Bryan Cranston playing someone pretending to be a drug dealer. Hang on, does this qualify as meta?


The Partially Educated Review

So, I’ve still not seen Breaking Bad


…and this is the first time where I’ve actually felt like perhaps I should have done now. Other than all the times people have told me that I should have seen it by now. Those many, many times.


So yes, this is a film where the casting team didn’t exactly apply their imagination. Cranston plays undercover customs agent (and real life person) Robert Mazur, who goes undercover in order to try and infiltrate the goings on of Pablo Escobar. He was also a real person.


Director Brad Furman was responsible for commencing the McConaissance with The Lincoln Lawyer, a film which came with little to no fanfare and then turned out to be a bit of a good thing. However, where that film was like winning a high-priced scratchcard, Furman’s follow up Runner, Runner was a bit like promptly dropping said scratchcard down a drain. As such, there was no guarantee of where The Infilitrator would land quality-wise.

It’s somewhere in the middle.


Storytelling wise, The Infiltrator is generic as it comes. There is nothing about the events or the way they’re told that will surprise you in the slightest. Maybe that’s because the source story doesn’t make room for that. I don’t know. Research?


Regardless though, it’s still a problem. It’s like when an old person tells you a story for the fourth time that day. You feel this overwhelming need to react with enthusiasm each time so as not to offend their feelings or suggest that the story itself isn’t any good, but there’s only so many times you can laugh at a description of a cat falling over. The Infiltrator doesn’t have imbalanced cats, but it does have snitches, drug barons and enough crises of conscience to outdo a UKIP lobbyist.

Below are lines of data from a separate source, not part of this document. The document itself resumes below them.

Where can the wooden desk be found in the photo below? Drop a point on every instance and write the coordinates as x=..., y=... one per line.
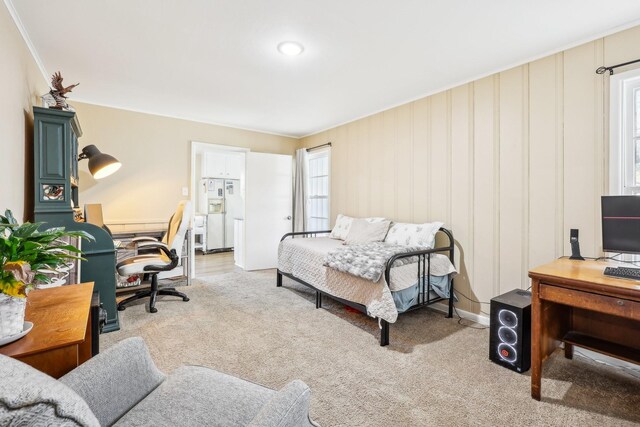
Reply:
x=573, y=302
x=61, y=336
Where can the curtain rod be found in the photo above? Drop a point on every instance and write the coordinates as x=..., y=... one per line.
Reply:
x=328, y=144
x=603, y=70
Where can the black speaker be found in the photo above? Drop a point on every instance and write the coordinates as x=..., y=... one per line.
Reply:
x=510, y=330
x=575, y=245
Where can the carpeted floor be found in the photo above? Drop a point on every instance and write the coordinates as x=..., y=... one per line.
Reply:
x=435, y=372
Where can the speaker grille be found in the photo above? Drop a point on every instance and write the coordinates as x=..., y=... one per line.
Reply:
x=508, y=318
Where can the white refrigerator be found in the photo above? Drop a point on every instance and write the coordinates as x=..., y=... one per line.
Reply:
x=224, y=204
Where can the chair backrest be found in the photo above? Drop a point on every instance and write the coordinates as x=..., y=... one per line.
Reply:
x=93, y=214
x=178, y=226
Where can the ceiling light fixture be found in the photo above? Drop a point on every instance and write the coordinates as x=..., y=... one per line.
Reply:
x=290, y=48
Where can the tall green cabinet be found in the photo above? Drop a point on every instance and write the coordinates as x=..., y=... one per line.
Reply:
x=55, y=176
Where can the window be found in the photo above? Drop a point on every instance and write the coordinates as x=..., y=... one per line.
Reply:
x=625, y=133
x=318, y=186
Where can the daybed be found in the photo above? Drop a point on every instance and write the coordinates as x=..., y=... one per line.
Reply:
x=415, y=276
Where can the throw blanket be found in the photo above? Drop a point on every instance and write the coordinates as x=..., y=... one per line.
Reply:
x=369, y=260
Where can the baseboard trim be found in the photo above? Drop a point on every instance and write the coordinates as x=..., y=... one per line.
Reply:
x=474, y=317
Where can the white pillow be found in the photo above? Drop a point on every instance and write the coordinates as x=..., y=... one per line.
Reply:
x=343, y=224
x=341, y=229
x=364, y=231
x=413, y=234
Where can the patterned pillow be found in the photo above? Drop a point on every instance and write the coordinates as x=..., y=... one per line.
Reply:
x=343, y=224
x=364, y=231
x=413, y=234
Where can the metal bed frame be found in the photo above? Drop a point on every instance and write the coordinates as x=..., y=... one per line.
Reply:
x=424, y=279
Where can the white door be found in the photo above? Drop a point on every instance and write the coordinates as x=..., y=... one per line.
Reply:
x=233, y=209
x=268, y=208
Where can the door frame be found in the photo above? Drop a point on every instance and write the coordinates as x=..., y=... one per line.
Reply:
x=199, y=147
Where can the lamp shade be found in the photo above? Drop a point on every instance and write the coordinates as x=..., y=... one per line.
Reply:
x=100, y=164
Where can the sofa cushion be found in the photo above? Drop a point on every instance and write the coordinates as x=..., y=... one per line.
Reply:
x=198, y=396
x=116, y=379
x=29, y=397
x=288, y=408
x=413, y=234
x=343, y=225
x=363, y=231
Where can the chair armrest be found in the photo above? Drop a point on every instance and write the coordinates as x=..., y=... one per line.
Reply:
x=151, y=245
x=144, y=239
x=115, y=380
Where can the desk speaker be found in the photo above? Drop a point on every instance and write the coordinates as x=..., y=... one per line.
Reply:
x=510, y=330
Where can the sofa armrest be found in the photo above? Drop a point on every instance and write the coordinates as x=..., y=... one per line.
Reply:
x=288, y=408
x=115, y=380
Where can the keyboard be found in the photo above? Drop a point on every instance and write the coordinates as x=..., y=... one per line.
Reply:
x=623, y=272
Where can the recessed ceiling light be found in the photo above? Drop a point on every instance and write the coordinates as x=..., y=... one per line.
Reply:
x=290, y=48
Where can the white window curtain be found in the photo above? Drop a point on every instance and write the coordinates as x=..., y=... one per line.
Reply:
x=300, y=191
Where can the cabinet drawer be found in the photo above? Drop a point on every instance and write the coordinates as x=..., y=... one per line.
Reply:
x=600, y=303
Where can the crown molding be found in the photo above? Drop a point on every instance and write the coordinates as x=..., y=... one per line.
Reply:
x=27, y=40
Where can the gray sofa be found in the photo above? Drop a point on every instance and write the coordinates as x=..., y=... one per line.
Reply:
x=122, y=386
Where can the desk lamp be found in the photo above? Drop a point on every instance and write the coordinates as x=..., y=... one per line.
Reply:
x=100, y=164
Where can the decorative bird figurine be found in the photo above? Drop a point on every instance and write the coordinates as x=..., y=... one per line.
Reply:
x=58, y=92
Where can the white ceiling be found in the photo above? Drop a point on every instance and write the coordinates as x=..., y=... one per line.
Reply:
x=216, y=61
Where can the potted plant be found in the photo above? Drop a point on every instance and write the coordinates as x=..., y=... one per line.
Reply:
x=24, y=253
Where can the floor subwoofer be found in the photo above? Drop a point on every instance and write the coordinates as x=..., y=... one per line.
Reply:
x=510, y=330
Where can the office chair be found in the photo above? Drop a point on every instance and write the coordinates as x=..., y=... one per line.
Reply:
x=168, y=257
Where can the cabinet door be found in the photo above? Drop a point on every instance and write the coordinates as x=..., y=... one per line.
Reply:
x=234, y=166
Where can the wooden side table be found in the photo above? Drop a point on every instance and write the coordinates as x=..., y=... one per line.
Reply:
x=61, y=336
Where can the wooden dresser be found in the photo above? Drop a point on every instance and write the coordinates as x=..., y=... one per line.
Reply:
x=573, y=302
x=61, y=337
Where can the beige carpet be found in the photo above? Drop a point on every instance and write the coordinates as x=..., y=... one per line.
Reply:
x=435, y=372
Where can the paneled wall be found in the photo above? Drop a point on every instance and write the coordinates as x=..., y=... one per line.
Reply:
x=509, y=162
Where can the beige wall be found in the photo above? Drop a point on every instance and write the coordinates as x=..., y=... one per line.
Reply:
x=155, y=153
x=22, y=84
x=510, y=162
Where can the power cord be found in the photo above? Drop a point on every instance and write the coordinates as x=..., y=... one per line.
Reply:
x=628, y=371
x=473, y=300
x=613, y=258
x=460, y=319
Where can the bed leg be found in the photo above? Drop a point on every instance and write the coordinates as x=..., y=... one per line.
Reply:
x=384, y=333
x=450, y=315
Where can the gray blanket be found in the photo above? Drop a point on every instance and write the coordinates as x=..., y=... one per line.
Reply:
x=368, y=260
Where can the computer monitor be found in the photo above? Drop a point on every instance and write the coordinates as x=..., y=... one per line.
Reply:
x=621, y=224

Throw in capable actors though and you can make that over-familiarity a little easier to sit through. It probably goes without saying that Cranston is a good lead, but he's not what makes this film. It’s the supporting cast. Diane Kruger is one of those actors who seems to only crop up sporadically, despite the fact that she has gotten progressively better as time has gone along. That trend continues here. Likewise, John Leguizamo is one of those “oh, it’s that guy from that thing” actors, but it feels like he’s actually trying to push himself here and the results are positive. However, good though they are, neither of those are the revelation. Step forward, Benjamin Bratt, former romantic lead in…


Bratt is not an actor who excites me (and not just because of that film). He exists in a non-offensive, but equally unmemorable manner. Until now. Bratt plays Roberto Alcaino, Mazur’s main route into Escobar. He does so with a charm and elegance of such brilliance that you may find yourself just as taken with him as the people that surround him, forgetting that this guy is one hell of a dangerous man. If Bratt’s going to enter a late(ish) period of his career where he’s busting out performances like this, you can colour me excited


It’s those performances that are enough to make this film worth watching. Maybe not a rush to the cinema, but certainly on home release or streaming. Or on your phone, if you’re a freak. I’m still waiting for Furman to match The Lincoln Lawyer, but at least he’s back on track here.